Diese Frage lässt sich nicht pauschal beantworten, sondern hängt von der jeweiligen Behandlung und der Qualität der verwendeten Kosmetikgeräte ab. Grundsätzlich stellen die deutschen Gerichte äußerst strenge Anforderungen an Aussagen, die einen Bezug zur Gesundheit und Schönheit haben. Die meisten solcher Fälle betrafen bisher den Bereich der Gesundheitsprodukte, also gesundheitsfördernde Lebensmittel und Kosmetika. Mittlerweile sind jedoch auch kosmetische Behandlungen in das Visier von Abmahnverbänden und Rechtsanwälten geraten. Nach der Rechtsprechung müssen sich die Aussagen anhand von wissenschaftlichen Studien belegen lassen. Dabei fordern die meisten Richter mittlerweile identische oder zumindest ähnliche Nachweisstandards wie bei Arzneimitteln und zwar in der Regel das Vorhandensein einer Placebo-kontrollierten, randomisierten Doppelblindstudie mit einer signifikanten Probandenzahl.

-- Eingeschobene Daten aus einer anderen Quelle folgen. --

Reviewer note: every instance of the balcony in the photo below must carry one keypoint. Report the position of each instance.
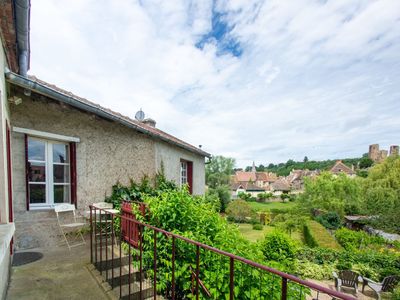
(125, 253)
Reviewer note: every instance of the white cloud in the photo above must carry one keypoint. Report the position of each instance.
(316, 79)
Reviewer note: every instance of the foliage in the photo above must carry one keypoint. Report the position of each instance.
(355, 240)
(381, 191)
(278, 246)
(375, 264)
(338, 193)
(307, 269)
(316, 235)
(176, 211)
(137, 191)
(330, 220)
(219, 170)
(222, 193)
(239, 211)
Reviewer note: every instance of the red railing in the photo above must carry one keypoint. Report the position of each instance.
(139, 277)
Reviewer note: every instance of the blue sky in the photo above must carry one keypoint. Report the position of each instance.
(255, 80)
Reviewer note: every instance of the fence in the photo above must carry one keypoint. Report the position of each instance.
(150, 262)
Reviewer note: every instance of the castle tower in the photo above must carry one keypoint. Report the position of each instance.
(382, 155)
(394, 150)
(374, 153)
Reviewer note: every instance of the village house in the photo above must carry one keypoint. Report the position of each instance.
(252, 182)
(57, 147)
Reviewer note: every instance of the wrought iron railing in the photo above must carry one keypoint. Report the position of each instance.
(124, 250)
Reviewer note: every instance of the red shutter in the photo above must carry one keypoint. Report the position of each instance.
(190, 175)
(9, 174)
(72, 156)
(26, 172)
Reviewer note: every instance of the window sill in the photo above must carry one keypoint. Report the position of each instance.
(6, 234)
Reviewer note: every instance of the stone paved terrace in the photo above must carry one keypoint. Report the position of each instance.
(60, 274)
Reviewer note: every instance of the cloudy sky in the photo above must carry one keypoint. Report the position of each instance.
(255, 80)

Bisher galt auch, dass Studien stets von neutralen Wissenschaftlern untersucht und bestätigt sein müssten. Dieser Auffassung erteilte der Bundesgerichtshof jedoch kürzlich im Zusammenhang mit „Alpecin gegen Haarausfall“ eine Absage. Nach Ansicht der Karlsruher Richter kann bereits eine einzelne wissenschaftliche Studie als Wirksamkeitsnachweis ausreichen, sofern diese auf überzeugenden Methoden und Feststellungen beruht. Zusätzlich dürfen keine ablehnenden wissenschaftlichen Stellungnahmen anderer unabhängiger Wissenschaftler existieren und keine Anhaltspunkte dafür vorliegen, dass das Produkt gesundheitsschädlich ist.

Die Erfahrung zeigt jedoch, dass selbst diese „gelockerten“ Anforderungen zu überzogen sind und bisher nur wenige Unternehmen über die geforderten Wirksamkeitsnachweise verfügen. Für die Unternehmen, die keine Studien vorweisen können, gilt bisher das „Augen-zu-und-durch-Prinzip“ oder der Grundsatz „Wo kein Kläger, da kein Richter“. Da man sich hierauf jedoch kaum noch verlassen kann, insbesondere wenn im Internet geworben wird, ist zu empfehlen, sich frühzeitig rechtlich abzusichern.